Since recently, we can pay for goods and services not only in coins or banknotes, but also with crypto currency, called “bitcoin”. Professor Stefan Dziembowski from the Faculty of Mathematics, Informatics and Mechanics, who studies the properties of bitcoin, features in our latest films about the laureates of the European Research Council grants.
In 2007 professor Dziembowski, at that time working at the Sapienza University in Rome, received the ERC Starting Grant for pioneering research which goes beyond the current frontiers of knowledge. Soon he moved the project, financed from a grant of 0.87 million euro, to the University of Warsaw, simultaneously becoming the first employee of the University of Warsaw to receive this prestigious subsidy. The project “Cryptography on non-trusted machines” ended last year.
This week, we present the last film of the series devoted to seven laureates of ERC grants. More about the series
STEFAN DZIEMBOWSKI
The research of professor Dziembowski focuses on the cryptology, a discipline from the border between mathematics and computer science, which for many brings up associations with the breaking of the Enigma code during the World War II by a group of Polish mathematicians. However, cryptology saw dynamic progress over the last decades, with the advent of digital signature and public-key cryptography.

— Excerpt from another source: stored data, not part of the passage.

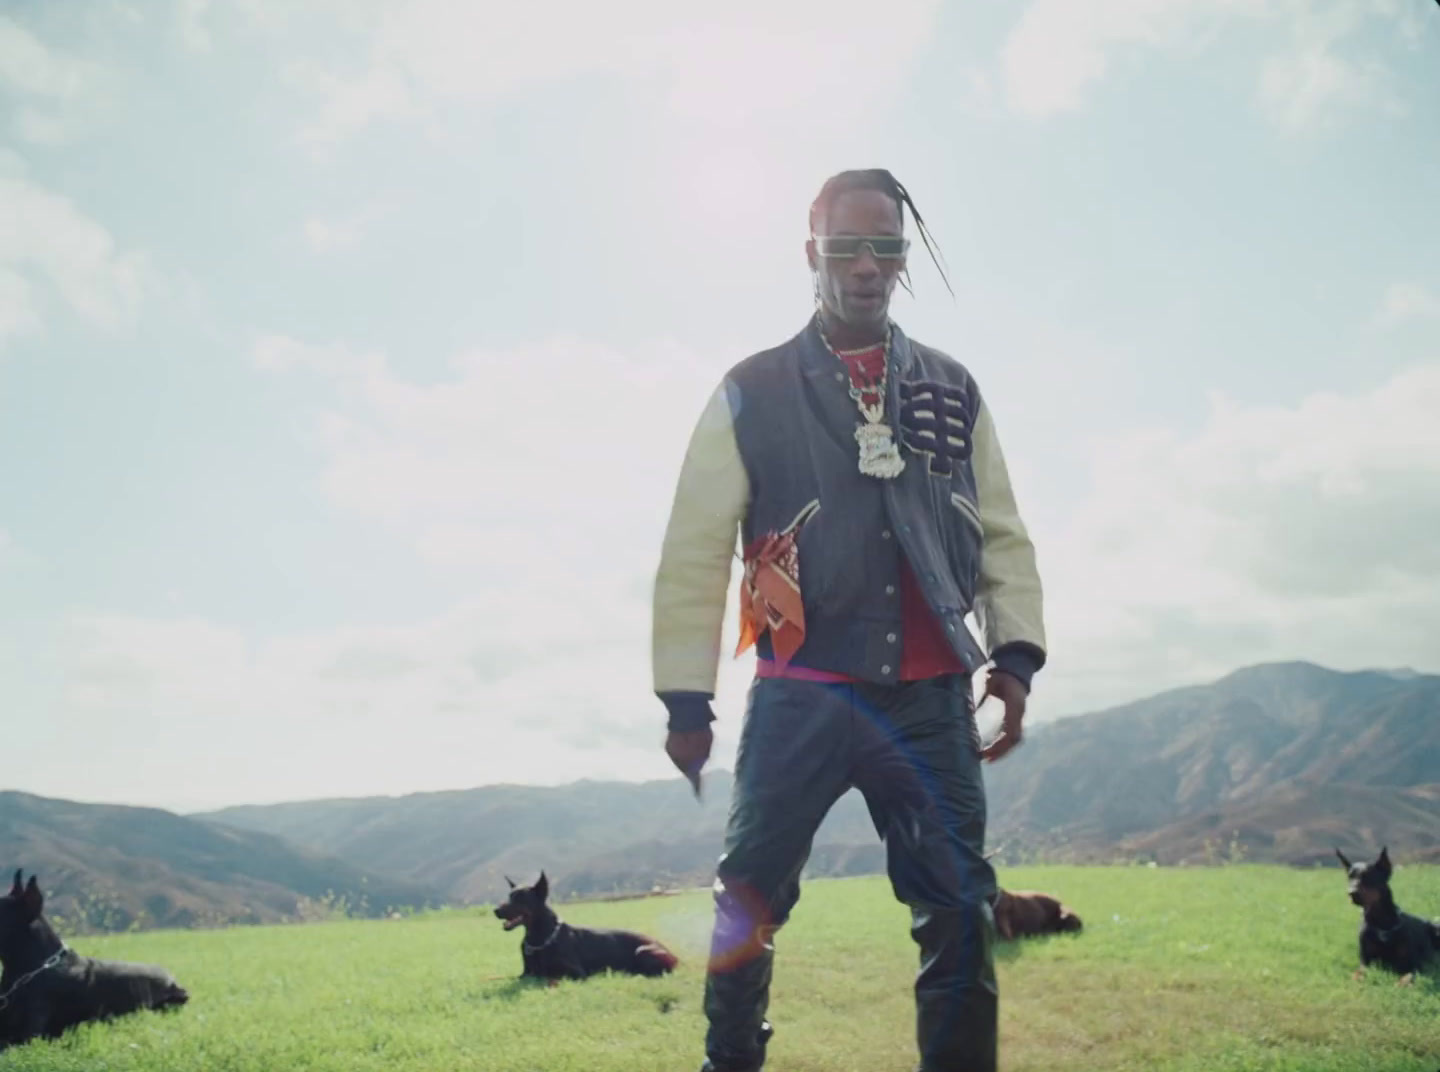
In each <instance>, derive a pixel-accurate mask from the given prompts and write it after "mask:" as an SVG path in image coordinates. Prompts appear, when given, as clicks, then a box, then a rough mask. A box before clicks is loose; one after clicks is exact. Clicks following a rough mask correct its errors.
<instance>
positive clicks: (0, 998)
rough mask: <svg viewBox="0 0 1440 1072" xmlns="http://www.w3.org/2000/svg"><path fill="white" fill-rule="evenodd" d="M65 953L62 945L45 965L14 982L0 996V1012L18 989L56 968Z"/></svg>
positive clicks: (24, 973)
mask: <svg viewBox="0 0 1440 1072" xmlns="http://www.w3.org/2000/svg"><path fill="white" fill-rule="evenodd" d="M66 952H69V948H66V947H65V945H63V944H62V945H60V948H59V950H56V951H55V952H52V954H50V958H49V960H48V961H45V964H42V965H40V967H37V968H36V970H35V971H27V973H24V974H23V975H20V978H17V980H16V981H14V986H12V987H10V988H9V990H7V991H4V993H3V994H0V1010H3V1009H6V1007H7V1006H9V1004H10V999H12V997H13V996H14V993H16V991H17V990H20V987H23V986H24V984H26V983H29V981H30V980H33V978H35V977H36V975H42V974H45V973H46V971H49V970H50V968H53V967H56V965H58V964H59V962H60V961H62V960H65V954H66Z"/></svg>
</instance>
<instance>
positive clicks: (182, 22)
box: [176, 0, 212, 53]
mask: <svg viewBox="0 0 1440 1072" xmlns="http://www.w3.org/2000/svg"><path fill="white" fill-rule="evenodd" d="M209 10H210V0H176V32H177V33H179V36H180V42H181V43H183V45H184V46H186V48H187V49H189V50H190V52H200V53H206V52H210V49H212V40H210V30H209V29H207V27H206V24H204V16H206V13H207V12H209Z"/></svg>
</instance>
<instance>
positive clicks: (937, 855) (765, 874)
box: [652, 170, 1045, 1072]
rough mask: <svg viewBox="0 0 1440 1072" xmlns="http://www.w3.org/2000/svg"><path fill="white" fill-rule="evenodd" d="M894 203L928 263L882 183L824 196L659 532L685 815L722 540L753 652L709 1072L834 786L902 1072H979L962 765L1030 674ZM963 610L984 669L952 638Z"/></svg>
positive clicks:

Currently, cryptography finds more and more uses in the digital economy. A team from the Faculty of Mathematics, Informatics and Mechanics, headed by professor Dziembowski, works on the development of such new applications. The cryptologists from the University of Warsaw managed to show the ways of using some special features of the currency to establish safe bitcoin lotteries without using the trust of a third party. Their publication „Secure Multiparty Computations on Bitcoin” received the award for the best paper during the IEEE Symposium on Security & Privacy in San Jose, California, in May this year.
Professor Dziembowski works in the Institute of Informatics of the University of Warsaw. He cooperated with and conducted research in the Aarhus University in Denmark, Institute of Informatics and Telematics in Pisa and the Zurich Institute of Technology.